As an illustrative example: If I roll 12 dice of 6 sides, what's the probability of having M dice with a value <3, N dice with a value >=3 and <4, and P dice with a value >5, for all possible combinations of M, N, and P?

So, I think that I'll close this question in a few days while I go with this new approach. Thank you for all the feedback and your time!


Solution

  • The number tuples that list(product(range(1,7), repeats=12)) makes is 6**12, 2,176,782,336. Whether a list or array that's probably too large for most computers.

    In [119]: len(list(product(range(1,7),repeat=12)))
    ....
    MemoryError:
    

    Trying to make an array of that size directly:

    In [129]: A = np.ones((6**12,12),int)
    ---------------------------------------------------------------------------
    ValueError                                Traceback (most recent call last)
    <ipython-input-129-e833a9e859e0> in <module>()
    ----> 1 A = np.ones((6**12,12),int)
    
    /usr/local/lib/python3.5/dist-packages/numpy/core/numeric.py in ones(shape, dtype, order)
        190 
        191     """
    --> 192     a = empty(shape, dtype, order)
        193     multiarray.copyto(a, 1, casting='unsafe')
        194     return a
    
    ValueError: Maximum allowed dimension exceeded
    

    Array memory size, 4 bytes per item

    In [130]: 4*12*6**12
    Out[130]: 104,485,552,128
    

    100GB?

    Why do you need to generate 2B combinations of 7 numbers?


    So with your Counter you reduce the number of items

    In [138]: sp = sorted_product(range(1,7), 2)
    In [139]: counter=Counter(sp)
    In [140]: counter
    Out[140]: 
    Counter({(1, 1): 1,
             (1, 2): 2,
             (1, 3): 2,
             (1, 4): 2,
             (1, 5): 2,
             (1, 6): 2,
             (2, 2): 1,
             (2, 3): 2,
             (2, 4): 2,
             (2, 5): 2,
             (2, 6): 2,
             (3, 3): 1,
             (3, 4): 2,
             (3, 5): 2,
             (3, 6): 2,
             (4, 4): 1,
             (4, 5): 2,
             (4, 6): 2,
             (5, 5): 1,
             (5, 6): 2,
             (6, 6): 1})
    

    from 36 to 21 (for 2 repetitions). It shouldn't be hard to generalize this to more repetitions (combinations? permutations?) It still will push time and/or memory boundaries.

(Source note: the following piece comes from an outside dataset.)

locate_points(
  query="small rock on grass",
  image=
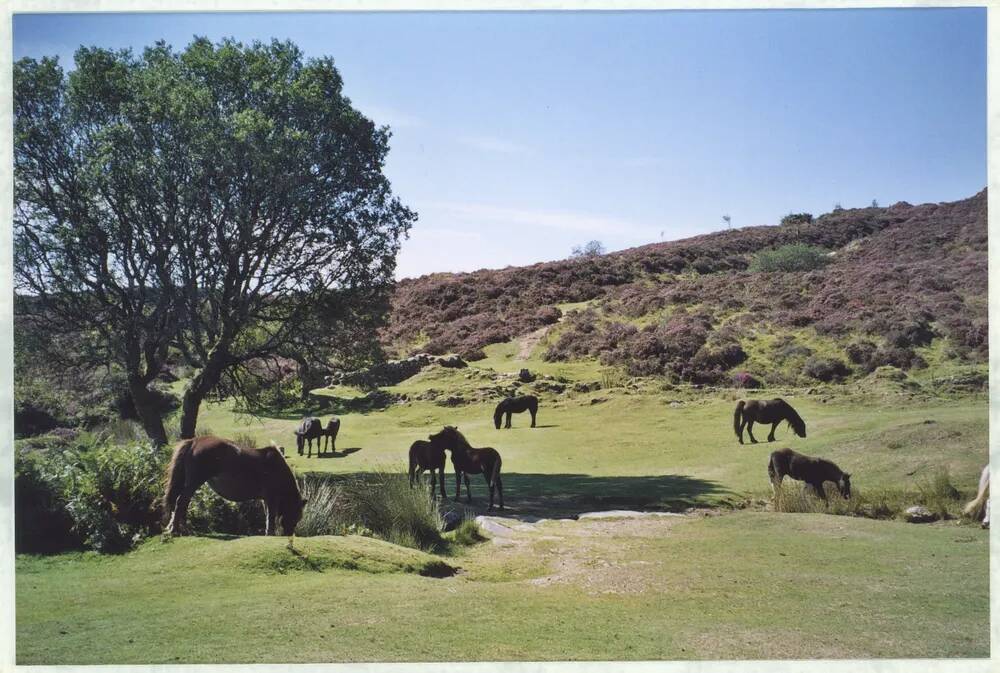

    A variant on meshgrid using mgrid:

    In [175]: n=7; A=np.mgrid[[slice(1,7)]*n].reshape(n,-1).T
    In [176]: A.shape
    Out[176]: (279936, 7)
    In [177]: B=np.array(list(product(range(1,7),repeat=7)))
    In [178]: B.shape
    Out[178]: (279936, 7)
    In [179]: A[:10]
    Out[179]: 
    array([[1, 1, 1, 1, 1, 1, 1],
           [1, 1, 1, 1, 1, 1, 2],
           [1, 1, 1, 1, 1, 1, 3],
           [1, 1, 1, 1, 1, 1, 4],
           [1, 1, 1, 1, 1, 1, 5],
           [1, 1, 1, 1, 1, 1, 6],
           [1, 1, 1, 1, 1, 2, 1],
           [1, 1, 1, 1, 1, 2, 2],
           [1, 1, 1, 1, 1, 2, 3],
           [1, 1, 1, 1, 1, 2, 4]])
    In [180]: B[:10]
    Out[180]: 
    array([[1, 1, 1, 1, 1, 1, 1],
           [1, 1, 1, 1, 1, 1, 2],
           [1, 1, 1, 1, 1, 1, 3],
           [1, 1, 1, 1, 1, 1, 4],
           [1, 1, 1, 1, 1, 1, 5],
           [1, 1, 1, 1, 1, 1, 6],
           [1, 1, 1, 1, 1, 2, 1],
           [1, 1, 1, 1, 1, 2, 2],
           [1, 1, 1, 1, 1, 2, 3],
           [1, 1, 1, 1, 1, 2, 4]])
    In [181]: np.allclose(A,B)
    

    mgrid is quite a bit faster:

    In [182]: timeit B=np.array(list(product(range(1,7),repeat=7)))
    317 ms ± 3.58 ms per loop (mean ± std. dev. of 7 runs, 1 loop each)
    In [183]: timeit A=np.mgrid[[slice(1,7)]*n].reshape(n,-1).T
    13.9 ms ± 242 µs per loop (mean ± std. dev. of 7 runs, 100 loops each)
    

    but, yes, it will have the same overall memory usage and limit.

    With n=10,

    ValueError: array is too big; `arr.size * arr.dtype.itemsize` is larger than the maximum possible size.